Book review: Chinua Achebe returns, sort of, with a collection of essays about Africa
By Henry C. Jackson, APMonday, November 9, 2009
Chinua Achebe returns with a collection of essays
“The Education of a British-Protected Child” (Knopf, 208 pages, $24.95), by Chinua Achebe: Nigerian author Chinua Achebe’s new book, his first in 20 years, is not especially new. And maybe that’s part of the point.
“The Education of a British-Protected Child” is a collection of essays that all share as their backdrop the tangled, tortured history of colonial Africa. Most are also 10 or more years old, culled from Achebe’s writings and speeches over the years.
This could have the effect of making the collection feel dated. Sadly, in this case, it does not. Instead, it seems to highlight a persistency to Africa’s troubles, a complicated bundle that Achebe both dissects and laments.
Few writers have more authority on this topic. The Nigerian-born writer’s 1958 novel “Things Fall Apart” is perhaps the most famous work of African fiction ever written. And, though his publishing has slowed, Achebe has stayed an engaged and provocative voice.
There’s plenty of pluck and fight in this collection. In one essay, “Africa’s Tarnished Name,” Achebe renews a fight with no less than writer Joseph Conrad. Achebe was once spellbound by Conrad’s “The Heart of Darkness,” he writes, before discovering it for what he says it was: “poisonous writing, in full consonance with the tenets of the slave trade-inspired tradition of European portrayal of Africa.”

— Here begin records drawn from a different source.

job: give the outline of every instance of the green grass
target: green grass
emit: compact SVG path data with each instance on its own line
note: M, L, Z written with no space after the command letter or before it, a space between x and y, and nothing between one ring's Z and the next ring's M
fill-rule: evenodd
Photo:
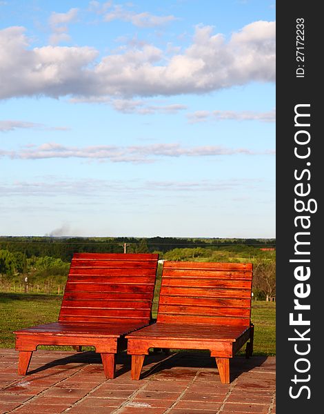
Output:
M156 286L159 288L159 286ZM156 313L156 295L153 316ZM57 320L62 296L25 293L0 293L0 348L14 348L13 331ZM253 301L252 321L254 324L254 353L276 354L276 304ZM42 347L47 349L53 347ZM68 346L55 349L71 349ZM90 349L90 348L89 348Z

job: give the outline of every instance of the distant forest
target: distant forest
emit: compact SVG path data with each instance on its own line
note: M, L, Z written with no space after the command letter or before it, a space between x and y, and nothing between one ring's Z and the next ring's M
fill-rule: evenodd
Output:
M255 297L271 298L276 291L275 246L274 239L1 237L0 291L61 293L73 253L125 250L156 253L166 260L251 262Z
M27 258L50 256L70 262L75 253L159 253L176 248L220 248L237 251L246 248L275 248L275 239L198 239L178 237L0 237L0 250L20 252Z

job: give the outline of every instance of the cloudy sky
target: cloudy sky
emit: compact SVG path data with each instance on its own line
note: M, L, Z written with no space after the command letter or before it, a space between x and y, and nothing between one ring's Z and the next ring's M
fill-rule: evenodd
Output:
M268 0L0 1L1 235L275 237Z

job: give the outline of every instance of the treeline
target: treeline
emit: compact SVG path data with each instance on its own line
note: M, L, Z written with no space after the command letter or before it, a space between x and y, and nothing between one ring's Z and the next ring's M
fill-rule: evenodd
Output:
M27 239L26 242L24 239ZM160 240L159 244L156 239L167 240L168 243ZM166 260L252 262L254 297L261 299L275 297L276 252L273 239L249 239L248 244L243 243L241 239L155 237L114 240L112 242L99 237L1 237L0 290L61 293L74 253L123 253L126 244L128 253L156 252L160 259Z
M70 262L74 253L165 253L176 248L203 248L214 250L219 248L232 250L247 247L274 248L274 239L196 239L177 237L1 237L0 250L21 253L29 258L33 256L51 257Z

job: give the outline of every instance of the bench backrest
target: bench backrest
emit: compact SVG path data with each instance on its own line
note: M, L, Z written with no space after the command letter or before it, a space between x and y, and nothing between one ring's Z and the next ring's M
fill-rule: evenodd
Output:
M165 262L157 322L248 326L250 263Z
M60 322L148 322L159 255L73 255Z

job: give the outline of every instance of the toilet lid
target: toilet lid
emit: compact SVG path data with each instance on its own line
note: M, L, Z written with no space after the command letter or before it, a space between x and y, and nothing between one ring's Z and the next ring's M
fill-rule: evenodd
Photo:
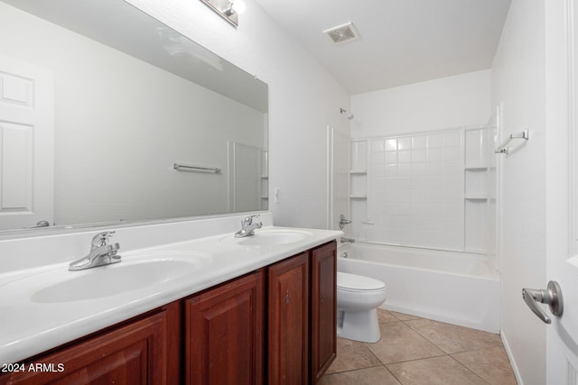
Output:
M350 291L381 290L386 289L386 284L379 280L374 280L373 278L338 271L337 287L339 289Z

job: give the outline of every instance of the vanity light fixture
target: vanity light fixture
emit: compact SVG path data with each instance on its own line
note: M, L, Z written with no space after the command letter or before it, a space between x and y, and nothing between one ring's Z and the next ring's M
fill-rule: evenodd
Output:
M210 9L215 11L220 17L237 27L238 25L238 15L245 12L245 2L243 0L200 0Z

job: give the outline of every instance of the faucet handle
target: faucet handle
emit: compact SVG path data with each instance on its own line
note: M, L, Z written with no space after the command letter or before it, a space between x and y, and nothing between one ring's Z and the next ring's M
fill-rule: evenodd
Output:
M91 245L92 248L100 247L107 244L108 238L115 234L115 231L107 231L103 233L98 233L95 236L92 237Z
M253 223L253 219L254 218L258 218L259 216L261 216L259 214L255 214L253 215L248 215L241 222L241 224L249 225L251 225Z

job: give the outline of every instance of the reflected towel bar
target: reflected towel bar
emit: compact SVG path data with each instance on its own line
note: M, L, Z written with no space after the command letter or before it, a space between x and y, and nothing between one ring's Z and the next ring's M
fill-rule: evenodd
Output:
M172 168L177 171L181 169L186 170L187 171L193 172L214 172L215 174L219 174L220 172L220 169L214 167L200 167L200 166L186 166L184 164L174 163Z
M498 147L496 149L496 151L494 152L496 153L505 153L505 154L508 154L509 153L509 147L508 147L508 145L509 144L509 142L513 140L513 139L524 139L525 141L527 141L529 139L529 134L528 134L528 131L527 130L524 130L521 133L511 133L508 139L506 139L504 141L503 143L501 143L499 145L499 147Z

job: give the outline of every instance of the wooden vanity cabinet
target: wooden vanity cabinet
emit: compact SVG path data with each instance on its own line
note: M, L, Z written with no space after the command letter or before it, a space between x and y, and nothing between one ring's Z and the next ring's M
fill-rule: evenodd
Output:
M172 302L25 360L0 385L315 384L336 356L335 256L333 241Z
M309 253L268 268L268 383L306 384L309 362Z
M337 357L337 248L326 243L311 252L311 378L312 384Z
M265 274L185 299L185 383L263 383Z
M171 349L179 344L180 323L171 325L178 313L178 304L171 304L33 357L19 363L18 371L0 377L0 383L178 383L179 360Z
M315 384L337 356L337 245L268 268L268 382Z

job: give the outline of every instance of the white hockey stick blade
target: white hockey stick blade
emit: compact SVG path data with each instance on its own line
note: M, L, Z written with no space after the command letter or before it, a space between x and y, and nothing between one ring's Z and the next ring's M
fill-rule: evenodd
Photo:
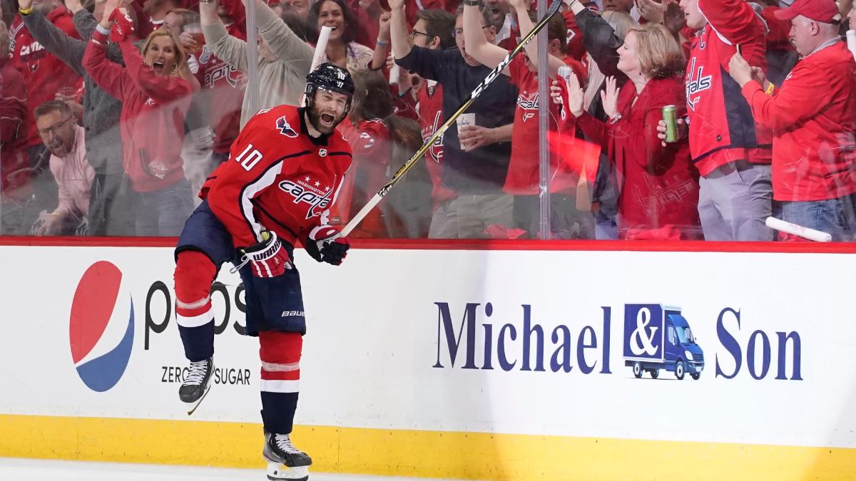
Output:
M434 142L436 142L437 140L440 138L440 136L443 135L444 132L446 132L446 129L449 128L449 126L452 125L455 122L455 119L457 119L461 116L461 114L464 113L464 111L466 111L467 109L468 109L470 105L473 104L473 102L475 102L476 98L479 97L483 92L484 92L484 89L486 89L488 86L490 86L490 83L496 79L496 77L502 74L502 70L504 70L505 68L508 67L509 63L511 63L511 60L514 58L514 56L520 53L520 50L522 50L524 47L526 47L526 44L528 44L532 39L534 39L535 36L538 35L538 32L540 32L544 27L546 27L547 23L550 21L550 19L553 18L553 15L555 15L559 11L560 7L562 7L562 0L553 0L552 3L550 3L550 9L548 9L547 10L547 14L544 15L544 18L542 18L532 27L532 31L529 32L529 33L527 33L525 37L523 37L523 39L520 39L517 46L514 47L514 50L508 52L508 55L505 56L505 58L503 58L502 61L499 62L499 65L497 65L496 68L491 70L490 73L488 74L486 77L484 77L484 80L482 80L481 83L476 86L476 88L473 90L472 93L470 93L469 98L467 98L463 104L461 104L461 105L458 107L457 110L455 110L454 113L449 116L449 118L446 119L446 122L443 122L443 124L437 128L434 134L422 144L422 146L419 147L418 151L416 151L416 153L411 156L411 157L407 159L407 161L405 162L401 168L399 168L399 169L395 172L395 174L393 175L392 178L387 181L386 184L384 184L383 187L382 187L380 190L377 191L377 193L376 193L375 196L372 198L372 200L370 200L368 204L366 205L365 207L360 209L360 211L357 212L357 215L354 216L354 217L352 217L351 220L348 221L348 224L345 225L344 229L342 229L341 235L342 236L348 235L352 230L354 230L354 228L357 227L357 225L359 225L360 223L362 222L362 220L372 211L372 209L373 209L374 206L377 205L377 203L380 202L382 199L383 199L383 196L385 196L389 192L389 190L392 189L393 186L395 186L398 182L398 181L401 180L401 177L407 173L407 170L410 170L410 169L416 164L416 162L419 159L422 158L423 156L425 156L425 152L428 151L428 149L431 147L431 145L434 145Z

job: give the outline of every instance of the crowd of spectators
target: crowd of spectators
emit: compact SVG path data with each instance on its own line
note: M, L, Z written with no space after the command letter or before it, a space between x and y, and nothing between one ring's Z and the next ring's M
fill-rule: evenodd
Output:
M177 235L254 109L300 105L323 27L357 86L347 223L537 22L532 0L0 5L3 235ZM852 7L565 0L547 64L528 44L353 235L537 239L549 192L551 239L800 239L775 217L856 240Z

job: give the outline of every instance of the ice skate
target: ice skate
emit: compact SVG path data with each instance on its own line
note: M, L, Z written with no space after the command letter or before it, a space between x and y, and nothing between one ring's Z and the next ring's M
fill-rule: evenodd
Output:
M268 460L268 479L309 479L312 458L291 443L288 434L265 433L265 450L262 455Z
M178 397L182 402L190 404L187 415L191 415L199 407L211 389L214 374L214 359L190 363L190 371L184 377L184 383L178 389Z

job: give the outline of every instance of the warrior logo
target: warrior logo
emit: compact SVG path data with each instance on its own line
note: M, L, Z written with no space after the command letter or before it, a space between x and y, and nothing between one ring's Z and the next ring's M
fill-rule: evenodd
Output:
M689 68L689 76L687 77L687 104L693 111L695 111L696 104L701 99L700 95L695 94L710 88L710 80L713 78L712 75L704 76L704 65L698 67L698 69L696 70L695 62L696 58L693 57L693 62L690 64Z
M285 116L282 116L276 119L276 128L279 129L279 133L289 139L294 139L297 137L297 132L291 128L288 124L288 121L285 120Z

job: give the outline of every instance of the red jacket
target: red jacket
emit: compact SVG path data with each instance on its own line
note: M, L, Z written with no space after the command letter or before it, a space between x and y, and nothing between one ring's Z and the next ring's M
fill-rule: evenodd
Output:
M30 189L27 145L27 91L9 59L0 59L0 174L4 199L22 199Z
M98 86L122 103L119 132L131 187L137 192L163 189L184 177L181 144L190 82L155 74L132 39L119 44L127 65L122 68L107 59L106 43L106 36L96 30L86 45L83 68Z
M772 97L743 95L773 129L773 199L825 200L856 192L856 62L844 42L800 60Z
M654 79L639 92L627 82L618 97L621 118L604 123L588 113L577 125L592 140L608 149L609 160L618 173L619 229L623 238L628 231L652 230L675 226L684 238L698 235L698 173L690 160L686 140L663 147L657 125L664 105L675 105L684 113L684 94L679 77Z
M303 110L280 105L250 118L199 197L208 199L235 247L260 242L263 229L305 246L314 227L330 223L350 165L351 147L342 134L313 139Z
M687 64L690 151L702 175L737 160L770 163L772 133L758 128L728 62L743 58L767 69L764 25L745 0L698 0L708 24L698 31Z
M380 119L364 120L356 123L346 119L342 122L340 129L351 145L354 163L333 212L338 214L341 223L347 223L392 176L392 173L389 171L392 142L389 128ZM376 208L369 212L351 235L386 237L387 230L381 217L381 209Z
M47 15L49 21L69 37L80 39L80 36L74 29L74 22L71 17L71 12L62 5L51 10ZM56 56L45 50L45 47L33 38L30 31L24 27L21 14L15 15L15 20L9 29L9 37L11 42L9 56L12 59L15 68L21 72L27 85L28 98L27 145L38 145L42 143L42 140L36 129L33 110L48 100L53 100L56 91L62 87L80 90L83 85L83 79Z

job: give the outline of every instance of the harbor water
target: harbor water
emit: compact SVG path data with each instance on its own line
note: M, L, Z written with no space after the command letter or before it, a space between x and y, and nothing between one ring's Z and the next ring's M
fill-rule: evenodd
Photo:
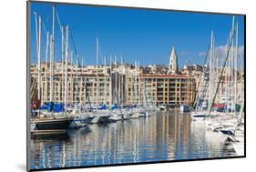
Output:
M237 156L225 137L189 114L158 112L31 140L31 169Z

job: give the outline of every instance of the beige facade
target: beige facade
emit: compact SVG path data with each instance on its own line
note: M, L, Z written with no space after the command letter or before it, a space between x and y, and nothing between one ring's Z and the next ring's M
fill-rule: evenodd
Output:
M53 101L64 102L65 72L62 73L61 66L58 66L59 64L56 65L54 72ZM49 68L42 64L41 71L41 102L49 102ZM196 83L189 75L145 74L143 71L143 67L132 66L112 66L111 68L109 66L77 67L69 64L67 103L128 105L143 104L147 101L164 106L193 103ZM31 79L32 85L33 82L36 85L36 66L31 66ZM34 89L36 88L37 86L34 86Z

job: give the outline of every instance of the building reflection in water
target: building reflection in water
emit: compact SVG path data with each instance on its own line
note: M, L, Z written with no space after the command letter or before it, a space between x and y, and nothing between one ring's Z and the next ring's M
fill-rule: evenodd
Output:
M36 137L31 147L32 169L235 156L220 133L178 111Z

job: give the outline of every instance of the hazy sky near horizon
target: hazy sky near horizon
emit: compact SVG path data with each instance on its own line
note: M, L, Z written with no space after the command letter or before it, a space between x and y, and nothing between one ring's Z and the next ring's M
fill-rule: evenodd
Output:
M46 31L52 32L52 4L31 3L31 57L36 62L35 15L42 16L42 61L45 61ZM210 32L216 46L227 43L231 15L178 11L117 8L77 5L56 5L61 25L69 25L76 50L86 65L96 64L96 37L99 38L101 56L123 56L123 61L148 66L168 66L175 46L179 65L203 64ZM244 45L244 17L238 16L239 45ZM70 48L74 51L72 38ZM56 17L56 61L61 59L61 32ZM119 60L120 61L120 60ZM99 61L101 63L101 60ZM100 64L99 63L99 64Z

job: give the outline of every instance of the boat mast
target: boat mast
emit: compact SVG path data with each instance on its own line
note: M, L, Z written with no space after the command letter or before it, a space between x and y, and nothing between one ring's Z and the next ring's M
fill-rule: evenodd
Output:
M42 31L42 22L41 22L41 16L38 16L38 44L37 44L37 79L38 79L38 85L37 85L37 99L41 101L41 31Z
M61 25L61 96L64 96L64 51L65 51L65 35L64 27Z
M118 72L117 72L117 56L115 56L115 67L116 67L116 70L115 70L115 96L116 96L116 104L118 104Z
M52 40L51 40L51 56L50 56L50 102L53 102L53 92L54 92L54 58L55 58L55 12L56 6L53 5L53 30L52 30Z
M49 46L49 32L46 33L46 69L45 69L45 102L47 102L48 95L48 81L47 81L47 68L48 68L48 46Z
M65 112L67 112L67 56L68 56L68 25L66 26L66 45L65 45L65 96L64 105Z
M113 100L112 100L112 56L110 55L110 60L109 60L109 75L110 75L110 83L109 83L109 93L110 93L110 104L113 104Z
M82 61L82 66L81 66L81 74L80 74L80 105L82 105L82 87L83 87L82 67L84 66L84 59L82 58L81 61Z
M121 56L121 79L120 79L120 92L121 92L121 95L120 95L120 104L123 104L124 102L124 94L123 94L123 56Z
M73 51L70 51L70 67L71 67L71 70L70 70L70 75L69 75L69 85L70 86L73 86ZM69 85L68 85L68 87L69 87ZM73 87L73 86L72 86ZM71 98L68 98L68 100L67 100L67 103L69 103L69 99L71 99L70 100L70 102L73 104L74 103L74 98L73 98L73 96L72 96L73 94L70 94L70 96L71 96Z
M97 89L96 89L96 106L98 104L98 66L97 66L97 61L98 61L98 37L96 38L96 82L97 82Z
M237 22L237 25L236 25L236 54L235 54L235 108L236 108L236 104L237 104L237 89L238 89L238 86L237 86L237 74L238 74L238 41L239 41L239 37L238 37L238 22ZM236 109L235 109L235 112L236 112Z
M104 95L105 95L105 102L104 104L107 105L107 72L108 72L108 68L107 68L107 65L106 65L106 56L104 56L104 68L105 68L105 74L104 74L104 78L105 78L105 83L104 83Z
M235 32L235 15L233 15L233 21L232 21L232 31ZM232 46L231 46L232 49L231 49L231 60L230 60L230 83L231 83L231 86L230 86L230 91L231 91L231 112L234 109L234 86L233 86L233 83L234 83L234 39L232 39Z
M209 75L210 75L210 89L209 89L209 105L211 106L211 99L212 99L212 82L213 82L213 75L212 75L212 59L213 59L213 31L211 31L211 35L210 35L210 70L209 70ZM210 106L209 106L208 108L211 108Z

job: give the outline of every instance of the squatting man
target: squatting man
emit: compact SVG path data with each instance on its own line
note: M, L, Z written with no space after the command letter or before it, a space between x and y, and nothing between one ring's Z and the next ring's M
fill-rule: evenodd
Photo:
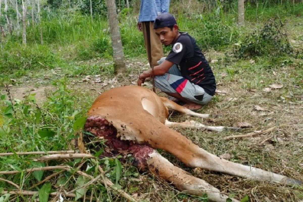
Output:
M215 94L216 82L211 69L195 39L180 32L174 17L161 13L156 18L154 28L161 43L172 45L168 56L158 61L159 65L143 71L137 83L141 86L147 78L154 76L155 86L181 101L190 109L198 109L209 102ZM179 67L179 69L178 66Z

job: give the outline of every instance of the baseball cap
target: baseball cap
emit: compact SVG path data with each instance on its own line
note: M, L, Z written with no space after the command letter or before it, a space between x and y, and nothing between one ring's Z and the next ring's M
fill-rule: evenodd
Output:
M168 13L163 13L156 18L154 22L154 28L158 29L175 25L177 25L177 21L174 16Z

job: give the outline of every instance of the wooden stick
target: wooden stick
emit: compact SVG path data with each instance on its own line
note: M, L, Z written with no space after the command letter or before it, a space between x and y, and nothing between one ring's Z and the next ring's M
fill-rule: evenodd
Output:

Writers like Conrad, Achebe asserts, have stripped Africa of its humanity and critics should not gloss over the obvious faults of his writing simply because of when he wrote.
Achebe’s ire is not always aimed outward. There are sharp critiques of Africans’ mismanagement of Africa. Achebe is likewise just as comfortable starting a literary row with a fellow African as he is with the Polish-born Briton, Conrad.
All of these arguments are well reasoned, interesting and often engrossing. They’re not, though, especially congruent.
Beyond the general link of Africa, the only thing tying these pieces together seems to be Achebe’s whims. It feels as if he has many, many thoughts on Africa, and here are a few of the most salient.
This is a small complaint, though, about what is ultimately a sturdy collection of set pieces about a perennially undercovered continent. Few voices know it better than Achebe and few are willing to tackle its intricacies so totally. The pieces may not all fit together perfectly, but given Achebe’s heft, they are timeless.